The problem with most automation software in regulated environments
Validation isn't something you bolt on at the end. But that's exactly what happens on a surprising number of regulated automation projects. The developer writes the PLC code, gets it functionally working, and then someone - usually a very stressed validation engineer - has to work backwards to produce documentation that makes it look like the project followed a proper V-model lifecycle.
The result is documentation that technically exists but doesn't actually trace. The functional spec describes one behaviour, the code does something slightly different, and the test protocol tests a third thing. It passes internal review because everyone's too deep in it to see the gaps. Then it hits a customer audit or a regulatory inspection and falls apart.
This isn't a documentation problem. It's an engineering problem. The developer didn't understand what validation requires at the point where it matters - during design, not after commissioning.
How I work in regulated environments
I write the software design specification before I write a line of code. Not because a quality system says I have to, but because it's the only way to build software that does what it's supposed to do and can be proven to do so. The SDS describes how the software implements each requirement - module structure, state machine behaviour, alarm handling, data flow - and becomes the reference point that the code and the testing all trace back to. It's what your permanent team needs to maintain the system after I've gone, and it's what an auditor needs to understand the design intent.
I've worked within enough GAMP5 frameworks to understand what good validation documentation looks like and what it needs to achieve. I don't just produce deliverables that tick a box - I produce documentation that actually traces, so your validation engineers aren't left trying to reconcile what I built with what the spec says after I've left.
The test protocol should be boring. If you're discovering things during FAT/SAT, something went wrong much earlier in the project.
What you get
Structured, well-documented PLC and HMI code that fits within your validation framework. I produce software design specifications and test support documentation to the level your project requires - whether that's full GAMP5 Category 5 or something more proportionate to the risk.
The code itself is written with validation in mind from the start: standard naming conventions, clear module boundaries, version control, and a structure that makes traceability straightforward rather than retrospective.
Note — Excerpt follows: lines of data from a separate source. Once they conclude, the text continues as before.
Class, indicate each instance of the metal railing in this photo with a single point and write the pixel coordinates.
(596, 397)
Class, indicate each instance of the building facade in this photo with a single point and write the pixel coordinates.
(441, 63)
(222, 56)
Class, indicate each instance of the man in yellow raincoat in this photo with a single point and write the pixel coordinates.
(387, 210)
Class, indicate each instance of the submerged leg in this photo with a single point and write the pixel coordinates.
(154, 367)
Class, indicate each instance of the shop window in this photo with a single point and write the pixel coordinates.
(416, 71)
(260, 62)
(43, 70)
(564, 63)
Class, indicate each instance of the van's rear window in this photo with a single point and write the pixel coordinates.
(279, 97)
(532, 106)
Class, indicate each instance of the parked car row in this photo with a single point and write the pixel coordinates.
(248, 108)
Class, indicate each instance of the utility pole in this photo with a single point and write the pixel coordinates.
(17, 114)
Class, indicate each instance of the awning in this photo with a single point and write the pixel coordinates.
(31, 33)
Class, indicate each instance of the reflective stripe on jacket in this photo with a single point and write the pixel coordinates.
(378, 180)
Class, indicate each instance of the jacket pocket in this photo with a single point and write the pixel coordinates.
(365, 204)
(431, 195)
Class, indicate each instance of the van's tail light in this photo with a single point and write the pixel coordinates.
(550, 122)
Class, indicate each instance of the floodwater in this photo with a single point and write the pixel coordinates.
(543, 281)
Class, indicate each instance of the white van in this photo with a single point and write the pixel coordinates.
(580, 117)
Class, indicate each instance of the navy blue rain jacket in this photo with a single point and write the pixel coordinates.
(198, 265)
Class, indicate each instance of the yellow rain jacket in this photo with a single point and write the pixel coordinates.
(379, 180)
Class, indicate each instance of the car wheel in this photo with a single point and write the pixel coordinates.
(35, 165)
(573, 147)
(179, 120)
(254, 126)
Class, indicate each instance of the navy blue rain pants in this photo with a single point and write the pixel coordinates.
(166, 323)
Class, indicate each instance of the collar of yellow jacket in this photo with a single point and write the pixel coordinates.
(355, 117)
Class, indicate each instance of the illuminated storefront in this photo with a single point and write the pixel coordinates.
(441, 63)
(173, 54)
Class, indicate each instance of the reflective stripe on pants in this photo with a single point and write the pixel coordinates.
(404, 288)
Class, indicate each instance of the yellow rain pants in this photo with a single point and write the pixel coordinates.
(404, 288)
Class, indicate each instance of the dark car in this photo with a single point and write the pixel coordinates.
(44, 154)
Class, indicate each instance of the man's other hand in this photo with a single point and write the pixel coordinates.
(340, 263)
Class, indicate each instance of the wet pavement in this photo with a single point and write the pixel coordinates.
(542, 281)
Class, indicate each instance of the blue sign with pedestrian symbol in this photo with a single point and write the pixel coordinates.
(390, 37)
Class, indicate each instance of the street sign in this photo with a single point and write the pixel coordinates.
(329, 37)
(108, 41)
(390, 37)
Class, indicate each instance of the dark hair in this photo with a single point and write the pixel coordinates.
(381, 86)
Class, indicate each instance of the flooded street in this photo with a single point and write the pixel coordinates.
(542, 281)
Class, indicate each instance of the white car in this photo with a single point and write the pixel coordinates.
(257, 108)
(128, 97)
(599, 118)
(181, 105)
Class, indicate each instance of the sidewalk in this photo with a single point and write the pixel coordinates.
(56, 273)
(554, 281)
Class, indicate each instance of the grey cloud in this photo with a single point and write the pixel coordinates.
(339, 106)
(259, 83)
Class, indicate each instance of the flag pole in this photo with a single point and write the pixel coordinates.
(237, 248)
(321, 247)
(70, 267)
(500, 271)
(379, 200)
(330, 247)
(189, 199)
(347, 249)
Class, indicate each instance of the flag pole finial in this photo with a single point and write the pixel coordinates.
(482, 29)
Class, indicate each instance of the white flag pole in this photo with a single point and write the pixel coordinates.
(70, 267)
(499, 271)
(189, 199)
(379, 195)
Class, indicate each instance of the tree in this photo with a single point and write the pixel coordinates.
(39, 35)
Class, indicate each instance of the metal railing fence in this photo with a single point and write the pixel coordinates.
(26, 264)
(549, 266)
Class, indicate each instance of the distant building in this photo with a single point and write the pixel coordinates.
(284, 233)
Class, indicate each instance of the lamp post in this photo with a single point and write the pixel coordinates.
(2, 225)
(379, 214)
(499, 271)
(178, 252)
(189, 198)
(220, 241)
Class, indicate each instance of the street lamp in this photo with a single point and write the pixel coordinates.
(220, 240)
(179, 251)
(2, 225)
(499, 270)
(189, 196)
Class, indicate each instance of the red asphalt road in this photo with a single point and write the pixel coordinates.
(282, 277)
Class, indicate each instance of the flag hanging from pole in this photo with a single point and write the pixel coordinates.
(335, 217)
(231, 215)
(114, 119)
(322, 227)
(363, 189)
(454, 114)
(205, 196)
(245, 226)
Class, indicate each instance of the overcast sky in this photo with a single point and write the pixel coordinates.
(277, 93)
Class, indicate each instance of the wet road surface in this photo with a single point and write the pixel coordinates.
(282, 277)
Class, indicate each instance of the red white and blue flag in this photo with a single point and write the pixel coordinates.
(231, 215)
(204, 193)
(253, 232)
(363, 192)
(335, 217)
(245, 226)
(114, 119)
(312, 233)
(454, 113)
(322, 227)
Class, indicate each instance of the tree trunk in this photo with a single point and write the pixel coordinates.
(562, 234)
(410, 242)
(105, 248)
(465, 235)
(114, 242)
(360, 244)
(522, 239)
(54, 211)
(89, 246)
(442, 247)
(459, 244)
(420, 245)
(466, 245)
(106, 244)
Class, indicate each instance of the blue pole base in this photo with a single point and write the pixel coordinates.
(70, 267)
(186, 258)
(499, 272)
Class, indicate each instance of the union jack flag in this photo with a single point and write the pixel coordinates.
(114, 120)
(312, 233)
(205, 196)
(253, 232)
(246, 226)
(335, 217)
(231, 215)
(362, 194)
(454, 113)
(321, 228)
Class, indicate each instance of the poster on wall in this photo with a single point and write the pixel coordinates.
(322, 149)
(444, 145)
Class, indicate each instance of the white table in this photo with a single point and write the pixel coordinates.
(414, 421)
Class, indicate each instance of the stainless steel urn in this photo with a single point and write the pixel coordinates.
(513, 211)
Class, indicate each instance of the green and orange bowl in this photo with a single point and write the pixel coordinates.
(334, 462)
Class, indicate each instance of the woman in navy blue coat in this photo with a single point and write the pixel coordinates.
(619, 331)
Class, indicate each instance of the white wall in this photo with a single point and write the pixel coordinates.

Your permanent staff can maintain it, and your quality team can audit it without needing me in the room.
I'm most often brought in to contribute controls engineering within a validation framework that's already established - either joining a project mid-lifecycle or delivering specific systems within a larger programme. I understand the documentation expectations, I know how to work alongside validation engineers and QA, and I produce deliverables that don't create problems downstream.
If I'm coming in to rescue a project that's already gone wrong - and this happens more often than it should - I'll assess what's salvageable, what needs rewriting, and what retrospective documentation is needed. I'll give you an honest view of the state of things before committing to a recovery plan.
Sectors and applications
Most of my regulated work has been in pharmaceutical manufacturing - packaging lines, process control, serialisation and track-and-trace systems. I've also delivered systems for medical device assembly, automated test equipment for in-vitro diagnostics, and process control in food and beverage where customer quality standards effectively mirror GMP requirements.
I work within established quality management systems and to client-specific SOPs. I'm not a validation consultant - I'm a controls engineer who understands what regulated environments demand and produces work accordingly. If your project needs someone who can write good code and produce documentation that doesn't fall apart under scrutiny, that's the gap I fill.